The department is also concerned that there may still be people in possession of cellphone video clips recorded during the incident. “That video clip constitutes child pornography, and production and/or possession of child pornography is illegal,” Xingwana said.
The minister said the department had also received increased reports about forced marriages involving children, under the age of 16, which was statutory rape.
She said parents often actively took part in arranging these weddings, as they stood to benefit from the lobola when such a wedding took place, adding that she had worked with the district mayor in Eastern Cape’s OR Tambo District, where it was very common.
The department also planned to visit the province on this issue, but Xingwana added that the Office of the Premier in the Eastern Cape was running workshops with traditional and religious leaders to tackle the issue.
‘Witches’ and widows
The department was also looking at the issue of witchcraft, which she said was a “backward cultural practice” that often saw old women being targeted as witches and killed.
She said the department was also working with non-governmental organisations and other departments on the rights of widows, as some widows lost their rights in the community and had their property confiscated when their husbands died.
Preventative strategies needed
Colleen Morna, executive director of Gender Links, said there was a need to develop more preventative rather than reactive strategies for combating abuse against women and children.
She said the country also needed to set up a structure for addressing gender violence which brought together business, civil society and government, similar to the South African National Aids Council.
Morna said civil society would be involved with various events during the campaign and emphasised that a big focus would be on women speaking out on violence.
Gender Links has also arranged for men who are ex-perpetrators of violence against women to speak out during the campaign.
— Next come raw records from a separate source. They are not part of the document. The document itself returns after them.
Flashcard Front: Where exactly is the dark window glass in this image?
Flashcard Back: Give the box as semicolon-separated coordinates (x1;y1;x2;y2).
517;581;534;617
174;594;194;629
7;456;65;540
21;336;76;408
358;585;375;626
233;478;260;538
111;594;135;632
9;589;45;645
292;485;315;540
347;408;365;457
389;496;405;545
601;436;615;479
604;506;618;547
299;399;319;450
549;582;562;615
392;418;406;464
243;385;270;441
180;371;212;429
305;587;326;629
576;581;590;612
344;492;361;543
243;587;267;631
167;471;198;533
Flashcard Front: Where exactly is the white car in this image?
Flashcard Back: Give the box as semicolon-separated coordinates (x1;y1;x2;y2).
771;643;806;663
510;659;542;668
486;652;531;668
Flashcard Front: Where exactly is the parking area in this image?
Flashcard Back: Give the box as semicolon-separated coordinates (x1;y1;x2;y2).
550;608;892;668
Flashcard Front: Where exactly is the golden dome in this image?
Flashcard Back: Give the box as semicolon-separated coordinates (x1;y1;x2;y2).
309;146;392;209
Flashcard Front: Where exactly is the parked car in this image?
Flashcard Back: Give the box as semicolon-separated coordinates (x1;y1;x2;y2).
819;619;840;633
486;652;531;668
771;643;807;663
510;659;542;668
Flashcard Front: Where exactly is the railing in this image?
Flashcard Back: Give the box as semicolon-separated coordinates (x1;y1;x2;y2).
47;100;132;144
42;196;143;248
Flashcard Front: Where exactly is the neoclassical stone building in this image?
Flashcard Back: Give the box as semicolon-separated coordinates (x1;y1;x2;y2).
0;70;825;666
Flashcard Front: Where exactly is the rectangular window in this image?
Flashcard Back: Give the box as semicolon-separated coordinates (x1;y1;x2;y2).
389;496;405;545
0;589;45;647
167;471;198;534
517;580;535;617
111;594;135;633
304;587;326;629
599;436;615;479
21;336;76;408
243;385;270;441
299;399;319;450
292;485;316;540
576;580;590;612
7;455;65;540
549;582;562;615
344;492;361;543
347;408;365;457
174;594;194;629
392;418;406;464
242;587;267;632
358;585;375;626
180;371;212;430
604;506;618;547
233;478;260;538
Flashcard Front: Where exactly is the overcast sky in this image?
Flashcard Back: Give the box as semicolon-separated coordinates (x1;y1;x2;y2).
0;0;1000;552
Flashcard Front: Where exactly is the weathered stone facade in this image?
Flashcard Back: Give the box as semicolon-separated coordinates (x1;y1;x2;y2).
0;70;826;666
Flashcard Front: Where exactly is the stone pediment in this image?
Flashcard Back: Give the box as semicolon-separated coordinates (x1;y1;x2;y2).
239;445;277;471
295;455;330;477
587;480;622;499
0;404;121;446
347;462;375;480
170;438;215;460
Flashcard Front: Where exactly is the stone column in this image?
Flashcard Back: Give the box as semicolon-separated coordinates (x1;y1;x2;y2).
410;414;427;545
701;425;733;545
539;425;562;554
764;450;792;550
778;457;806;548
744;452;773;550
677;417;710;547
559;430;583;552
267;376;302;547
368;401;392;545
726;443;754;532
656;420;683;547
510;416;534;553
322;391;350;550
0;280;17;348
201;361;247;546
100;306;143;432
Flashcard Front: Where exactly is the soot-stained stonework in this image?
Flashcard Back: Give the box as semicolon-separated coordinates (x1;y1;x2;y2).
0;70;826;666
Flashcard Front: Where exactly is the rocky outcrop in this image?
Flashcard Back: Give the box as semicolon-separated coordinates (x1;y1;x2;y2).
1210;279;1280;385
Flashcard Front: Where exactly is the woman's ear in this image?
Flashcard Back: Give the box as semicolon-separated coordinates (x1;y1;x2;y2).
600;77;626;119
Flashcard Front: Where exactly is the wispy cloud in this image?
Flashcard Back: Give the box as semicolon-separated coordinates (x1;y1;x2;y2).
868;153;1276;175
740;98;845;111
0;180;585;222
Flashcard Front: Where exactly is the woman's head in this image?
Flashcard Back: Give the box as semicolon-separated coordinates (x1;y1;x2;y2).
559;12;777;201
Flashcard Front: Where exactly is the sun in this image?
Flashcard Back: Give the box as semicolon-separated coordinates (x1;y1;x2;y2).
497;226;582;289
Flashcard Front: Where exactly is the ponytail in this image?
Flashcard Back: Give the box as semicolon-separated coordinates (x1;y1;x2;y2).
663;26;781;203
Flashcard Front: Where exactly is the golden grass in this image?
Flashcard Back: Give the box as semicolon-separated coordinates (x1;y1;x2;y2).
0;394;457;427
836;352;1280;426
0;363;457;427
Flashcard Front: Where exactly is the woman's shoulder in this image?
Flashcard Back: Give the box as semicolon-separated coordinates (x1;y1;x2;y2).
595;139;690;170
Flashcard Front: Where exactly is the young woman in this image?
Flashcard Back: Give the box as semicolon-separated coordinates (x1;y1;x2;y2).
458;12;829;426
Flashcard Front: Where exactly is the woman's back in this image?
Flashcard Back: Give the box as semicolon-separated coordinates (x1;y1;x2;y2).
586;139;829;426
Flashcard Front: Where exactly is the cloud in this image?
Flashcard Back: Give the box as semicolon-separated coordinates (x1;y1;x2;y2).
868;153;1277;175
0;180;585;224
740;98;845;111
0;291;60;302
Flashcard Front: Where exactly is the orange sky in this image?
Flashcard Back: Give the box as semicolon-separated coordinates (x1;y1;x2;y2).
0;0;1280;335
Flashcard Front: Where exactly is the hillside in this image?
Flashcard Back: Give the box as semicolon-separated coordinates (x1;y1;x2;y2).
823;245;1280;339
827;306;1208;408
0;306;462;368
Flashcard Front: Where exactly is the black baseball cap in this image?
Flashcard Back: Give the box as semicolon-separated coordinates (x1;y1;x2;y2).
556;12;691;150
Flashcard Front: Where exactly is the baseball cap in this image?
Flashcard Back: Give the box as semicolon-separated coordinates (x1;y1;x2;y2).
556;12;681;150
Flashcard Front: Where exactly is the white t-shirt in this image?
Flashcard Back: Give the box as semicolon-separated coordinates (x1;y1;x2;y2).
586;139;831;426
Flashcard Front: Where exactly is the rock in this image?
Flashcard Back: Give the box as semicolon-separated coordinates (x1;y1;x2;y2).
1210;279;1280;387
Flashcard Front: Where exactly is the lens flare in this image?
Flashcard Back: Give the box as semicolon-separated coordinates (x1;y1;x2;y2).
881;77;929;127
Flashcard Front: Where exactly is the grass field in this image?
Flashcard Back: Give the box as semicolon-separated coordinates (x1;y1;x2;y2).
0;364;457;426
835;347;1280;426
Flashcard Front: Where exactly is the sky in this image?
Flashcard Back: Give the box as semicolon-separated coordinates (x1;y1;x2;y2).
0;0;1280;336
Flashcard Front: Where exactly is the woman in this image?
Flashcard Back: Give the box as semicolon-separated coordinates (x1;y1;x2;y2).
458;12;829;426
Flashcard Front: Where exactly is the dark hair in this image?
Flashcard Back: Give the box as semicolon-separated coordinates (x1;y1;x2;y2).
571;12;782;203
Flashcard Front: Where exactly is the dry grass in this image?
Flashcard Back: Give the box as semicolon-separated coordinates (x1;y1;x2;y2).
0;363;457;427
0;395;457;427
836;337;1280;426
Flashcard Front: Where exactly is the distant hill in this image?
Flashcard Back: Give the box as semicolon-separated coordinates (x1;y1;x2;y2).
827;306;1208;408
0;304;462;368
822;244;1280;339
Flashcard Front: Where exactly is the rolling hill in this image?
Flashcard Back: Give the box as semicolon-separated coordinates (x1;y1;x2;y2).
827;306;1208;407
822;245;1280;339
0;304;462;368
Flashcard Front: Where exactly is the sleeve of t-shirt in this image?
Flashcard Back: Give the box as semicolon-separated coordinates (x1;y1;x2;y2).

Gender Violence Prevalence Study
The preliminary results from Gender Links’ Gauteng Gender Violence Prevalence Study found that 51 percent of women in Gauteng experienced violence in their lives and 18 percent had experienced violence in the last 12 months.
“Even more shocking is the fact that 78 percent of men in the province admitted to perpetrating those crimes women said they were experiencing,” Morna said.
She said 33 percent of women in the survey reported having experienced physical violence, with 25 percent having experienced sexual violence.
According to the survey, only one in 25 of rapes had been reported to the police.
Women in prison
Also speaking at the briefing, Correctional Services Minister Nosiviwe Mapisa-Nqakula said the past decade had seen a significant increase in the number of women in prison in the country, with many of them jailed for killing their spouses after finding themselves trapped in abusive relationships.
She said that about 2 percent of inmates were currently women.
The department had commissioned the SABC’s Special Assignment to do a series on women who find themselves in conflict with the law after experiencing abusive relationships, with the first episode to air on 23 November.
Mapisa-Nqakula said the message was not to wait until it was too late. “It is better to leave an abusive relationship or marriage than to stay until you are killed or until you kill your partner and end up in prison”.
She pointed out that many female prison officials continued to work under dangerous conditions, and said the department would also be increasing awareness among both officials and offenders about gender violence.
The minister said her department had taken a decision to create dedicated correctional facilities for women, and that any new prison would have to have dedicated sections for women.
“Our new generation facilities in Kimberley, as well as two public-private partnership model facilities, are populated with men, while women remain in old dilapidated facilities, at times with very little service,” she said.